= Ivan Boumans =

Luxembourgish composer

Ivan Boumans, born in November 1983 in Madrid, Spain, is a Spanish/Luxembourgish musician, composer, conductor and teacher.

== Life and studies ==
Born in Madrid in 1983, he begins his music studies (piano & clarinet) at the Conservatory of Cuenca, a city in central Spain. In 1998, he moves to Luxembourg, country of his father. He immediately enrols the Conservatoire de Luxembourg, expanding his music interests. It is there where (among piano, organ, music history, chamber music and many other subjects…) he discovers his interest in music theory. His studies in Luxembourg will lead him to be accepted in the Conservatoire National Supérieur de Musique et de Danse de Paris (CNSMDP) following the harmony, fugue, counterpoint, XXth century music writing, orchestration, analysis & conducting classes. His studies in Paris have been rewarded with a final Master Diploma on Music Writing in June 2011.

== Compositions ==
The positive Luxembourgish music environment has allowed him to work as free-lance composer since 1999. His catalogue of works contains more than 150 pieces of several music styles going from chamber music works, film music or symphonic pieces.

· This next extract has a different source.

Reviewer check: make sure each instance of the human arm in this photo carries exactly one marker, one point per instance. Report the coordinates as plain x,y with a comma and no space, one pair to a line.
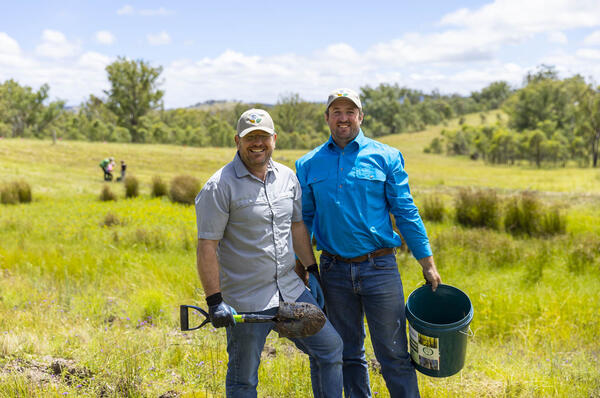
303,250
208,266
219,312
430,272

His works have been performed all through Europe, USA, China and Russia, by ensembles like the Luxembourg Philharmonic Orchestra or the Orchestre National de France, among others.

== Other activities ==
He currently teaches in the Music Theory Department of the Music Conservatory of Luxembourg, activity that he combines with other composition & conducting projects as a Freelancer.

== Awards ==
He has received a "Composer Award" by the International Classical Music Awards in January 2020.